• anadolunun bir yuce dagi
  • eski türkçede 1) atın dörtnala gitmesi, 2) atla yapılan ani saldırı
  • anadolunun gerçekten de yüce bir dağıymış. bugun olmasa da (bkz: ben bunu gördüm). eşsiz bir doğaya sahip, heryerden bitmiş küçük minik yeşil çamları görünce insanın keçi olası geliyo.
  • ankara sıcagında yazlık giysilerle gidip gecenin bir yarısı ılgaz dagına varınca kıcımız donduran,manzarası muheteşem ve özellikle bu mevsimde yemyeşil ormanlarıyla gidip görülesi hafta sonunu gecirilesi yer.üşenmeyip bir de ineboluya inilip denize girildi mi tam olur. lütfen dikkat (bkz: ayu cıkabülür), (bkz: kurt kapabülür) (bkz: daş düşebülür)
  • moğollar'ın 1968 senesinde püfür püfür bir hammond org düzenlemesiyle yorumladığı şarkı, türkü. 1968 hürriyet altın mikrofon yarışması sayesinde çıkardıkları kaleden kaleye şahin uçurdum 45'liğinin b yüzüdür.
  • çankırı ılgaz'da hindinin adı ibi, hindi yavrusu ise ibi cibisidir.

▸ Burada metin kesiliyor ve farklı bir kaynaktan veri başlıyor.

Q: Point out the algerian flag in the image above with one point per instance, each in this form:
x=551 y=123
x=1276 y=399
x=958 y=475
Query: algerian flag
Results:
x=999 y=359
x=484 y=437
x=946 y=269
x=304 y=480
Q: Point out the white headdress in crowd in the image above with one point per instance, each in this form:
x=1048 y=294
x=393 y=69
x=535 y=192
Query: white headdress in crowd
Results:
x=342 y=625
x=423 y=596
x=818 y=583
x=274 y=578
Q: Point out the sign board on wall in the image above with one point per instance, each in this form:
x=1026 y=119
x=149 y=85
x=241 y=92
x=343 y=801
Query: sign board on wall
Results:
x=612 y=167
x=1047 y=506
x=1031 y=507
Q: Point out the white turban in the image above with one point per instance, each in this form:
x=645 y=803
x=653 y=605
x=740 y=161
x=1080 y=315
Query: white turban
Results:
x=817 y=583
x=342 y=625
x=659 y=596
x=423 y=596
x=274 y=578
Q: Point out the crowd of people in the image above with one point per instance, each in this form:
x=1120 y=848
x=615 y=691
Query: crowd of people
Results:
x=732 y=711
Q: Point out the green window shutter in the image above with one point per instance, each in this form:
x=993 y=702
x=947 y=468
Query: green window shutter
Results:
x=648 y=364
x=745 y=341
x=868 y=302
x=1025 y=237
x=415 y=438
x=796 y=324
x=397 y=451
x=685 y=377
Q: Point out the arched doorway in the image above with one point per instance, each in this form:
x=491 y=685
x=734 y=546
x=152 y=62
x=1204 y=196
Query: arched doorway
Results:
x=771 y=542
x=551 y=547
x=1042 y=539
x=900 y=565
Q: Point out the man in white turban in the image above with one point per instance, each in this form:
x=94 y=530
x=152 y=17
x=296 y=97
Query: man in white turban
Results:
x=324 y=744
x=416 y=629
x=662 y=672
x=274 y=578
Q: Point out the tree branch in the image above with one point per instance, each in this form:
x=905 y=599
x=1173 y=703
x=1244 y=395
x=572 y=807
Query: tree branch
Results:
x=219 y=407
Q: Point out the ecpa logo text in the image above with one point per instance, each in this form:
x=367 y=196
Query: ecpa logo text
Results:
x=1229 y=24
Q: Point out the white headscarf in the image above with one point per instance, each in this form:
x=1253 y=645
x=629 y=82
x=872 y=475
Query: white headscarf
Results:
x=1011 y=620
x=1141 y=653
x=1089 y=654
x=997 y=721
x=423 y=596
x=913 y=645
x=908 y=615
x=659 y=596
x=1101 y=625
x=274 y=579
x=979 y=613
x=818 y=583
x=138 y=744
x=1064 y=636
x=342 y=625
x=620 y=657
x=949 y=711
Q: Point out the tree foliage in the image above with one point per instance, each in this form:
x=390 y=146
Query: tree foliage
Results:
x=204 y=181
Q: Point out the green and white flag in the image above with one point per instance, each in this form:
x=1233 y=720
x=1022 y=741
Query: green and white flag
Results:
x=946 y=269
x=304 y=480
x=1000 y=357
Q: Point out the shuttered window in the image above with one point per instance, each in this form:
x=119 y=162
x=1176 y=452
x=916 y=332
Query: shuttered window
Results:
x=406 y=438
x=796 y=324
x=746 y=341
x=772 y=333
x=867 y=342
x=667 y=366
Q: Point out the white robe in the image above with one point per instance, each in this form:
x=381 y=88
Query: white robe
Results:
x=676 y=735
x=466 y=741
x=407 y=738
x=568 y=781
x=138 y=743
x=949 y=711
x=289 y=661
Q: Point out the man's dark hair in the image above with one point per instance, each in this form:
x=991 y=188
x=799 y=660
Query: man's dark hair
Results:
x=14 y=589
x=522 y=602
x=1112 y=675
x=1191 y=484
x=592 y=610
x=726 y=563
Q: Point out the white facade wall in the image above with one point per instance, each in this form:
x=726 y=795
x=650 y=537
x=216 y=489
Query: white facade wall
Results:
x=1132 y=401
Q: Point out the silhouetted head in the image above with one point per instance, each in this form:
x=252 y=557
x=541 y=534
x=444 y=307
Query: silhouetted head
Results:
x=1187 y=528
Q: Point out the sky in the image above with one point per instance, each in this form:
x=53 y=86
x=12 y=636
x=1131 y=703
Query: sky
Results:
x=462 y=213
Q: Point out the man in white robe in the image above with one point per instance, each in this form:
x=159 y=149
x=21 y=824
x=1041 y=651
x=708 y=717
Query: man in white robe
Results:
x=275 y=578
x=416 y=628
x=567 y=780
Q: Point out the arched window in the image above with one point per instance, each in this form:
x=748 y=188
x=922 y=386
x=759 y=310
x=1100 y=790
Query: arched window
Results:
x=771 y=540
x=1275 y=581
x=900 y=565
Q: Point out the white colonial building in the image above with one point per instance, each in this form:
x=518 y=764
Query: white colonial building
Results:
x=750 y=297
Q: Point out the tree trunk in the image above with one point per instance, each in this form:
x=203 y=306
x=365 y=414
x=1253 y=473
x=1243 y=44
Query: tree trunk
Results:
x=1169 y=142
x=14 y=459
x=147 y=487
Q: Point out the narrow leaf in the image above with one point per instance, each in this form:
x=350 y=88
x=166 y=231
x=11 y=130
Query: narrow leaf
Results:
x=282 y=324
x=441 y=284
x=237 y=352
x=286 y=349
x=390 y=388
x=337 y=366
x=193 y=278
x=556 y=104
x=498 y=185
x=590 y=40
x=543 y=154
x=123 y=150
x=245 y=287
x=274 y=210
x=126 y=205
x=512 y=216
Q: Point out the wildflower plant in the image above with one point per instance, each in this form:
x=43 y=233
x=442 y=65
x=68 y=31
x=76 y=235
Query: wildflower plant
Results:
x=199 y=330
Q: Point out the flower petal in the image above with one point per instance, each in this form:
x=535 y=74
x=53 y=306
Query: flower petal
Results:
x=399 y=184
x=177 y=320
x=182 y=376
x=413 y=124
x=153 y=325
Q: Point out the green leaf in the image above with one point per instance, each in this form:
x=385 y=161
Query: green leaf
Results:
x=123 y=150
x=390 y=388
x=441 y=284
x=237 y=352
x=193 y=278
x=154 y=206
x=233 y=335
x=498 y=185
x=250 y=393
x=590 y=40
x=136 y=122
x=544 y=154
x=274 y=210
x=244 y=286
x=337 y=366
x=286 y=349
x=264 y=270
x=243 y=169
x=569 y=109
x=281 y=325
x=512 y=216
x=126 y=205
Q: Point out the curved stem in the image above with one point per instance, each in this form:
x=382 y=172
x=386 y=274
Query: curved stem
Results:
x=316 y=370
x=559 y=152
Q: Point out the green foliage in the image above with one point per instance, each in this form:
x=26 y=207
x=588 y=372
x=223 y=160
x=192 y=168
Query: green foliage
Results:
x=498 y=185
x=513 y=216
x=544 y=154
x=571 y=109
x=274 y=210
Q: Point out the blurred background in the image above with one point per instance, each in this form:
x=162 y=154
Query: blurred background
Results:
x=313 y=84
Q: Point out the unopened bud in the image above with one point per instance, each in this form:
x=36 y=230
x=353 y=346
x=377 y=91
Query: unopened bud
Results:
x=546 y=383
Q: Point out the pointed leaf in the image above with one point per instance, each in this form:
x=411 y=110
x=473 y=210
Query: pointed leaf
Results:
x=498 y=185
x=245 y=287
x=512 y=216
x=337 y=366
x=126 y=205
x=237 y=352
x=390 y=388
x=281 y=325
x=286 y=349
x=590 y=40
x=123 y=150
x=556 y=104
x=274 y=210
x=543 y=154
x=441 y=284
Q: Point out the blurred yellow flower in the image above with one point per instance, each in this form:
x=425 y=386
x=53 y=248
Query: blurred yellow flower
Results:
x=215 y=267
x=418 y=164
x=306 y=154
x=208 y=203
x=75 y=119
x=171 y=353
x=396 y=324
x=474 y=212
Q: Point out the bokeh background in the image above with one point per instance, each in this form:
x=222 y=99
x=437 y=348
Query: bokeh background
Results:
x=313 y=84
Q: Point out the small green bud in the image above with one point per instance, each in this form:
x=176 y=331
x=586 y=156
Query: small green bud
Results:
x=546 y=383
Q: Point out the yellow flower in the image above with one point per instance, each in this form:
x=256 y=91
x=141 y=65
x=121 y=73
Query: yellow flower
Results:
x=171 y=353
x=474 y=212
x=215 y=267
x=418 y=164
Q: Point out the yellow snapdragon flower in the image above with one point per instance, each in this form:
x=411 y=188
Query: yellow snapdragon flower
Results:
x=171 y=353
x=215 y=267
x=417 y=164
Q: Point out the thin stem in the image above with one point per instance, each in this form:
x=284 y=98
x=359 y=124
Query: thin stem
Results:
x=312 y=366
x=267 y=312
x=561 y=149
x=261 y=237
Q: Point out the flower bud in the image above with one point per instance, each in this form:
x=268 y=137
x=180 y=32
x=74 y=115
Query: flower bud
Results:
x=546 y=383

    çankırı ılgaz'ın ünlü ürünü sarı kılçık pirinç. tosya'nın da sarı kılçığı var görünüyor. zengin pirinci de derlermiş, çünkü içi bol katkılı olarak pişirmek gerekiyor: sarı kılçığı yemeği etli ve tereyağlı olmalıymış. fiyatı 8-9 tl gibiymiş. sofrada %100 verirmiş, bir bardağı tüm aileyi doyururmuş. sıvı yağ istemez. geleneğini ister. sarı kılçığı yaban hayvanı yiyemiyor. yiyen hayvanı beter kaşındırırmış. alıcının tosya pirinci yerine osmancık* satmamalarına da dikkat etmesi gerekirmiş.

    çankırı ılgazlı birinden duydum, elle balık tutmak sanat gibiymiş. holta molta bilmezlermiş. şehir yani boğaz balıkçılığı ona çok farklı geliyormuş. oltalar karışır, kavga olur gibisine geliyor. memleketinde elle kilolarca balık tutarlarmış. 8-10 kişi birlikte, bağırış çağırış içinde. büyüklerin peşinden çocuklar da gider, sanatı büyüklerden deneyerek öğrenirlermiş. tek başına ve aşırı seyrek giderek tadı çıkmıyormuş. (bkz: elle balık tutmak/@ibisile)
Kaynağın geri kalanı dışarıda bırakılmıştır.